Il tratto d’unione

    L’uso del tratto d’unione (hyphen) nelle parole derivate o composte è spesso fonte di incertezze. Si possono dare solo indicazioni di massima.

    Di solito viene usato:

    a) quando il primo componente è una -ing form:

    dining-room, swimming-pool, walking-stick, moving-van;

    b) quando il secondo componente è un participio passato (o un nome usato come tale):

    well-known, long-forgotten, blue-eyed;

    c) per unire due o più parole, soprattutto quando sono usate come attributo:

    a six-year-old child, two five-pound notes, a do-it-yourself kit, an au-pair girl, some forget-me-nots;

    d) nei derivati con i prefissi anti-, bi-, co-, counter-, de-, ex-, inter-, non-, post-, pre-, pro-, semi-, sub-, self-:

    anti-nuclear, counter-attack, non-belligerent, semi-detached (però bilingual, international, semicolon, ecc.);

    e) nei derivati o composti con nomi o aggettivi di nazionalità:

    un-American, Franco-Belgian, pro-German;

    f) nei composti con lettere dell’alfabeto:

    A-bomb, T-shirt, X-files, X-ray, pay-TV;

    g) in vocaboli come co-operation, per segnalare che le due vocali appartengono a sillabe diverse (cfr. cooper);

    h) in vocaboli come wall-less, per evitare la sequenza di tre consonanti uguali.
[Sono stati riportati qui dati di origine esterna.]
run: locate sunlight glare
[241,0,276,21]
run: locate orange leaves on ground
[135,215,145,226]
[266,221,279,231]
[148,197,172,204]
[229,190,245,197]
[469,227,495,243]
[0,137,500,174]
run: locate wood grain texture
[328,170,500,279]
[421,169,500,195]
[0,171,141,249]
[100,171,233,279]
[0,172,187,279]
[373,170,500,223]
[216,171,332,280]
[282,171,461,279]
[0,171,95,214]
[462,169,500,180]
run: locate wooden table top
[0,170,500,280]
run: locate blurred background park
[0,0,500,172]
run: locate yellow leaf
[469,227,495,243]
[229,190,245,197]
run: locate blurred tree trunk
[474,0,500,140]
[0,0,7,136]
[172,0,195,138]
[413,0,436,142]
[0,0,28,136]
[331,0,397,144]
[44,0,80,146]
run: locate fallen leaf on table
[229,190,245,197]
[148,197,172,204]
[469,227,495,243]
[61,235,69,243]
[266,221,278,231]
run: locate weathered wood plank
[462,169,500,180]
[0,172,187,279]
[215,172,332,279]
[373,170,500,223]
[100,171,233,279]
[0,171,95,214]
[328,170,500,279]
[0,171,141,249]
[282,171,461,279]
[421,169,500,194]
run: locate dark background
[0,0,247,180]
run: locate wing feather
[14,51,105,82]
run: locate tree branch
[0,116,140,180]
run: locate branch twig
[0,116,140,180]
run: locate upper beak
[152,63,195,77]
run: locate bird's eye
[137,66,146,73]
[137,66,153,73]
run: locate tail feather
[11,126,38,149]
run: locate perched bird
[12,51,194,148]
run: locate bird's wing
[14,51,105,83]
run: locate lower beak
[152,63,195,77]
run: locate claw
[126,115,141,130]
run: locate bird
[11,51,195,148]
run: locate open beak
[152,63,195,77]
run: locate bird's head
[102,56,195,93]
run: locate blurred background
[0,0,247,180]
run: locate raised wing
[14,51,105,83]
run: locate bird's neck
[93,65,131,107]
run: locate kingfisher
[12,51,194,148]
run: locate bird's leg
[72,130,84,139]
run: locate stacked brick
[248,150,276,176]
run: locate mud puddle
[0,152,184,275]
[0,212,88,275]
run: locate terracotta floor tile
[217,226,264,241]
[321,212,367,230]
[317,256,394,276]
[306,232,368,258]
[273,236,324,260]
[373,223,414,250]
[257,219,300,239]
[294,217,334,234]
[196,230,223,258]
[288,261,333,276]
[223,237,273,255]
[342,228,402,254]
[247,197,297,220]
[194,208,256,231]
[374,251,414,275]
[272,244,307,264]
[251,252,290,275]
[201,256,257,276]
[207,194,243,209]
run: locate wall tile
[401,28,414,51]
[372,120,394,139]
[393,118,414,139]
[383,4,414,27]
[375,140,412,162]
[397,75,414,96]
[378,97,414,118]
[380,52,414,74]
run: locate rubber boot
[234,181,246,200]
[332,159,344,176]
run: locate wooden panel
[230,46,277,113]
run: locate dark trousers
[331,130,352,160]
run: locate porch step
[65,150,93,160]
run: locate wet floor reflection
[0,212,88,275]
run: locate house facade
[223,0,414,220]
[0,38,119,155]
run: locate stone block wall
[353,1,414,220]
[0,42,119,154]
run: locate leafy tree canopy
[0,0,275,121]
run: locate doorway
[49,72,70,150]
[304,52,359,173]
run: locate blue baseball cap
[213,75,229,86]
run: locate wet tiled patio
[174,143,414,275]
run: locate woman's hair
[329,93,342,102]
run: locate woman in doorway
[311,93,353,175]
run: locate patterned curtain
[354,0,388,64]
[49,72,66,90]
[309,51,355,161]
    La tendenza attuale è di scrivere uniti, senza trattino, molti vocaboli che una volta l’avevano, ossia ad esempio

    bathroom, bookcase, goodbye, granddaughter, weekend

    invece di

    bath-room, book-case, good-bye, grand-daughter, week-end.

    Nell’uso contemporaneo sono scomparsi to-day, to-morrow, to-night, sostituiti da today, tomorrow, tonight.